Spicy Latin Dishes

nina | June 1st, 2011 - 9:00 am

Cooks in hot zones, from the Caribbean to Central America, fan back the heat with spicy, flavorful foods.

Now a record number of U.S. cooks are following suite, embracing Latin cuisine for its spices, fresh ingredients, ability to perk up appetites anesthetized by long, hot summers or lulled into boredom by bland food. 

Latin flavors are big and bold but not burn-the-top-of-your-head-off hot.  A little Latin goes a long way in adding wonderful flavors to just about anything. 

Two decades ago, Americans equated Latin food with taco-enchilada cuisine of bordering Mexican states.  In the early 1990’s, view expanded as Latin foods such as chipotles, blue cornmeal and black beans started hitting the American table.  Empanadas, ceviche and chimichurri led the next wave.

The common bond of Latin cuisines is the balancing act between robust spices and refreshing flavors, from chiles to lime. 

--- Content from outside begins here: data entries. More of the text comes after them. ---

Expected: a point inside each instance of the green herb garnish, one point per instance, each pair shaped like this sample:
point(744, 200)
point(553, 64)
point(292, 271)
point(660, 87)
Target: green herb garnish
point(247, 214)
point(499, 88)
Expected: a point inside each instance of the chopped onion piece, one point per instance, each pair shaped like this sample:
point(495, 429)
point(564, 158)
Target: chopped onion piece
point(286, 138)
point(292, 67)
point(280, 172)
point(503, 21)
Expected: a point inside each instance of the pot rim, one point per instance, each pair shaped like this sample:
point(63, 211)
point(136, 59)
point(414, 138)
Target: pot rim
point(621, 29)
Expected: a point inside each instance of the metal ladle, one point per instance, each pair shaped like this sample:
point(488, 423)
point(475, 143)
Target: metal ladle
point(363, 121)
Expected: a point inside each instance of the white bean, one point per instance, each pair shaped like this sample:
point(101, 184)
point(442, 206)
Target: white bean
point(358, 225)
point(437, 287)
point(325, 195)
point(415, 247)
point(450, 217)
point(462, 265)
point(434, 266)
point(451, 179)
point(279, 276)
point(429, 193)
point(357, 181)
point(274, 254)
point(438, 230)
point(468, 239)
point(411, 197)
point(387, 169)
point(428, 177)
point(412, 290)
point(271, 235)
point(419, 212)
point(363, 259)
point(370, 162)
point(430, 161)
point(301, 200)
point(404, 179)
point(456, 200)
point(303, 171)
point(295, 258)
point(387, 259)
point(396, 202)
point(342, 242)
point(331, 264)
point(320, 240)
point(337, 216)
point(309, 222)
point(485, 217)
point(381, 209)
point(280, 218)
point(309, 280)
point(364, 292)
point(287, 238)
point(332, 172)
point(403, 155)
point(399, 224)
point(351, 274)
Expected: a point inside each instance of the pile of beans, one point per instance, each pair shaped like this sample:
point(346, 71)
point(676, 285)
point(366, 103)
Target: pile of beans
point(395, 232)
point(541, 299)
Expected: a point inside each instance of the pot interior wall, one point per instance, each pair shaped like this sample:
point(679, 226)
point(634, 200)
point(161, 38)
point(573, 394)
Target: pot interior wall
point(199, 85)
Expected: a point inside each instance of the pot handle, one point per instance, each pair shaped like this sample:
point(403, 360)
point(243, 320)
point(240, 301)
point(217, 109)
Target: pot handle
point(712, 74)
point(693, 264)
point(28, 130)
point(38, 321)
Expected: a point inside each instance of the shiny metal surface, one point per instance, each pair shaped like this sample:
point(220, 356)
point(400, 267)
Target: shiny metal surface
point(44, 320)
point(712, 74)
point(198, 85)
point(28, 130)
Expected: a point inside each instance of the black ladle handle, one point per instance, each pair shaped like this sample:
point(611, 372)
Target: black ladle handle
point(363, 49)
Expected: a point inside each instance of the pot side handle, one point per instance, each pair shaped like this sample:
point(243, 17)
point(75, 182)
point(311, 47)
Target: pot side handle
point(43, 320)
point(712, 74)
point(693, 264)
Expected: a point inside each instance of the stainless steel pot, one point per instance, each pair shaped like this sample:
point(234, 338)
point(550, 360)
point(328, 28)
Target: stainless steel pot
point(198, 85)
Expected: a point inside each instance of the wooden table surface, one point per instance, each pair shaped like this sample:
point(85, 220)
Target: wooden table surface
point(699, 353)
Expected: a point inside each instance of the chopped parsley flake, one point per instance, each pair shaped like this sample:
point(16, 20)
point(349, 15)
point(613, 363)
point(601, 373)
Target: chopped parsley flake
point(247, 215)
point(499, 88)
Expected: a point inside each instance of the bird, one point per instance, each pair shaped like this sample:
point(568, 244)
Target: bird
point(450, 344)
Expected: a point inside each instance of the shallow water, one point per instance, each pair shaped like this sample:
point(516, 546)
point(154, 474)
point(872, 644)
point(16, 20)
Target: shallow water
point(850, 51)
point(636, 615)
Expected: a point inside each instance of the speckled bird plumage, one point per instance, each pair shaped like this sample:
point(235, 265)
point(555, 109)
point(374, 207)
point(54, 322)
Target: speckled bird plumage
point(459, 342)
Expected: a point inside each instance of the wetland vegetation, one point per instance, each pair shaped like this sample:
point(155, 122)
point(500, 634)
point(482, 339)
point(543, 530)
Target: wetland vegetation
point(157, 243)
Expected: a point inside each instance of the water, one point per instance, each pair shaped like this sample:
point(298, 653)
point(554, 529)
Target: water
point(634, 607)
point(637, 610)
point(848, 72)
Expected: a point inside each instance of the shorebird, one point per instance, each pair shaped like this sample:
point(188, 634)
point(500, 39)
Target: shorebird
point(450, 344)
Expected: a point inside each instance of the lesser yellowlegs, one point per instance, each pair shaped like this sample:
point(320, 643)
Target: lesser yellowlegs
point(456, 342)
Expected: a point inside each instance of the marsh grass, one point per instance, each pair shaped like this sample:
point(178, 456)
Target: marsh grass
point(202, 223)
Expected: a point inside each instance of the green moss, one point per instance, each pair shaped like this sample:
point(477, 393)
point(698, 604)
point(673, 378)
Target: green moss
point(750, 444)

Experts predict that, along with enticing flavors, population trends will continue fueling the popularity of Latin foods and the availability of ingredients.  Latinos today constitute our nation’s largest minority, according the U.S. Census Bureau data.  By 2050, the size of the Latino population is expected to sell to 102.6 million.  At that point, Latinos will represent 24% of the U.S. population, a projected 188 percent increase in 50 years.